KABUL-Every day, about 300 impoverished families receive naan from a charity via bakeries in the west of Afghanistan's capital Kabul over the past three months.

"We give one naan to each member of a family every day. If a family has 10 members, they can receive 10 naan each day," said Mohammad Sharif Tabish, who works for the Hazara Foundation. "It is not much, but we have to do what we can."

The Hazara Foundation is largely financed by well-off Afghans based overseas, many of them refugees themselves, and does not receive aid from any international agency.

"It is our moral responsibility to help our fellow Afghans in this time of need and promote a culture of cooperation," Tabish said.

Afghanistan currently faces its worst times since the collapse of the US-backed administration in mid-August, with more than $9.5 billion of the country's assets still frozen. Sanctions have led to banking restrictions and rising poverty across the country as the new administration finds it increasingly difficult to pay salaries. A humanitarian catastrophe beckons this winter with more than 20 million Afghans facing hunger.
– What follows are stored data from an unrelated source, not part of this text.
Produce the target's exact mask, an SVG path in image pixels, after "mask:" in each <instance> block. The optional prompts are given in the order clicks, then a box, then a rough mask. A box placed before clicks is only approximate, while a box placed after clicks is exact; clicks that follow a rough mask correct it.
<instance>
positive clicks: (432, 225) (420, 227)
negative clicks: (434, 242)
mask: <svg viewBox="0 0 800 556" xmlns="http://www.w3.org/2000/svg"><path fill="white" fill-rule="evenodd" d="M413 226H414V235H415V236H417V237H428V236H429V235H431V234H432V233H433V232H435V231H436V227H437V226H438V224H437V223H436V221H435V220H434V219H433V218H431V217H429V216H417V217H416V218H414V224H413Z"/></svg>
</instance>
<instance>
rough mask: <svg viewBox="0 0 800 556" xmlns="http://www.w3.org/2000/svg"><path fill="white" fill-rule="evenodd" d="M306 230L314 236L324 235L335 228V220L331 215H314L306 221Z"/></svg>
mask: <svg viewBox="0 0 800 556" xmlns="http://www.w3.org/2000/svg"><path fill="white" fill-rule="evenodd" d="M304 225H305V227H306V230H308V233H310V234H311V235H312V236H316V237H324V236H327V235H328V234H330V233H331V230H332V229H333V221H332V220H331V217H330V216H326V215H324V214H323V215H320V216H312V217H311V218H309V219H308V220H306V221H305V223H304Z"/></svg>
"My only income nowadays is nothing but the four naan we receive from the Hazara Foundation every day," said Hanifa, a widow with a family of four. She benefits from this new culture of cooperation that may help her survive the freezing winter.

Many countries, including China, Pakistan and the United Arab Emirates, have provided humanitarian assistance to Afghanistan, but United Nations agencies and the new Afghan administration are calling for more.

'No fuel, firewood'

"We have no fuel and no firewood to keep our home warm. We have no food and no income to organize our lives," said Sayed Hashim in front of a Kabul bakery. "Naan alone is not enough to feed a family. We need help to survive the winter."

UN humanitarians and partners have provided food assistance to more than 9 million Afghans since the Taliban takeover, the UN Office for the Coordination of Humanitarian Affairs said on Monday.

Humanitarians have provided community-based education activities for more than 145,600 children since September. They have also provided more than 1.6 million people with primary and secondary healthcare and treated more than 275,000 children under the age of 5 for acute malnutrition.